The Federal Circuit Court found that the company had ‘engaged in numerous breaches of the Award by failing to provide the correct minimum wage; the Award casual loading; the required night span; Saturday, Sunday and public holiday loadings; overtime rates and the minimum four hour shifts to certain employees’.
Due to the company’s deliberate and ‘blatant disregard’ of the Act, $257,000 of civil penalties were ordered against the company. ‘The director was also ordered to pay $51,400 in penalties on the basis that he was knowingly involved in the company’s conduct’.
As a result of the company not paying the arrears of wages by the time of the hearing, the FWO ‘sought orders that the company pay the arrears. However, because there were fears that the company would be wound up, the FWO also sought orders that the director should personally be liable for the arrears’.

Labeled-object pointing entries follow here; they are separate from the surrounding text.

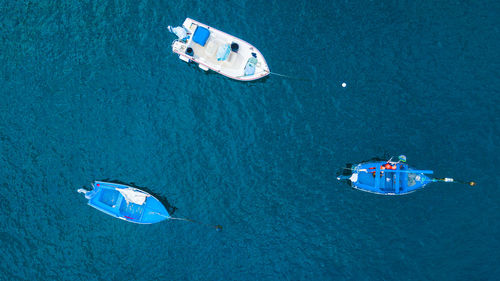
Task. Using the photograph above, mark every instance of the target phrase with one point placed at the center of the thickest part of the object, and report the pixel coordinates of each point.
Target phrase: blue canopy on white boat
(223, 52)
(201, 35)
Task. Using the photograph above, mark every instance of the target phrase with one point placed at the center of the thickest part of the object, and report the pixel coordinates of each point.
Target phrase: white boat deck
(206, 56)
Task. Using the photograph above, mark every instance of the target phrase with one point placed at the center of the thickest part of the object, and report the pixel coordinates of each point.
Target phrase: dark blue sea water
(89, 90)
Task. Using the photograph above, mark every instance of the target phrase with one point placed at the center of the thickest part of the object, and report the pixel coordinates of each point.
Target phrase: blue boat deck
(106, 198)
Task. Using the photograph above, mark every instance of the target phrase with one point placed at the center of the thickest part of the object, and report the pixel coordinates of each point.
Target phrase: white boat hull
(205, 56)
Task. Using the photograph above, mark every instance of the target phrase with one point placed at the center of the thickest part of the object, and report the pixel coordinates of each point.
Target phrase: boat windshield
(133, 196)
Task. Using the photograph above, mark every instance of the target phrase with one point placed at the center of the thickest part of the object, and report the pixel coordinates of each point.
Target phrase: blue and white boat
(125, 202)
(216, 50)
(390, 177)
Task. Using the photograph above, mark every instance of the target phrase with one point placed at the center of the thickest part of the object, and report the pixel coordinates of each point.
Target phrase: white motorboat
(223, 53)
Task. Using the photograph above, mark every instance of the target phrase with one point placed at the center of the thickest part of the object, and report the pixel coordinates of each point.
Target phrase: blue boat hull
(399, 179)
(106, 198)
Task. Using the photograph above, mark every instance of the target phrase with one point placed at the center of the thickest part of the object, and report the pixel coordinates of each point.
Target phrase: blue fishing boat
(125, 202)
(390, 177)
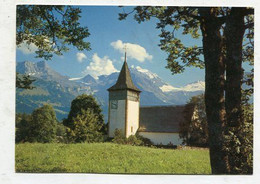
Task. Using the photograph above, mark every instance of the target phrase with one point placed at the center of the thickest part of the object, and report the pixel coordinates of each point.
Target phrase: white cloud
(100, 66)
(81, 56)
(134, 51)
(27, 48)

The Federal Circuit Court ordered that the director was jointly and severally liable to repay the $22,779 alongside the company. ‘The Court considered this was consistent with public policy, and would go ‘some way’ to requiring that those in control of companies take steps to ensure that they meet their obligations as they arise and to preventing those who breach the Act from keeping the benefit of their misconduct’.
Australian law practice HR Legal has described the case as ‘a new development, as it ‘represents a significant expansion of the scope of the orders that have usually applied under the Act’.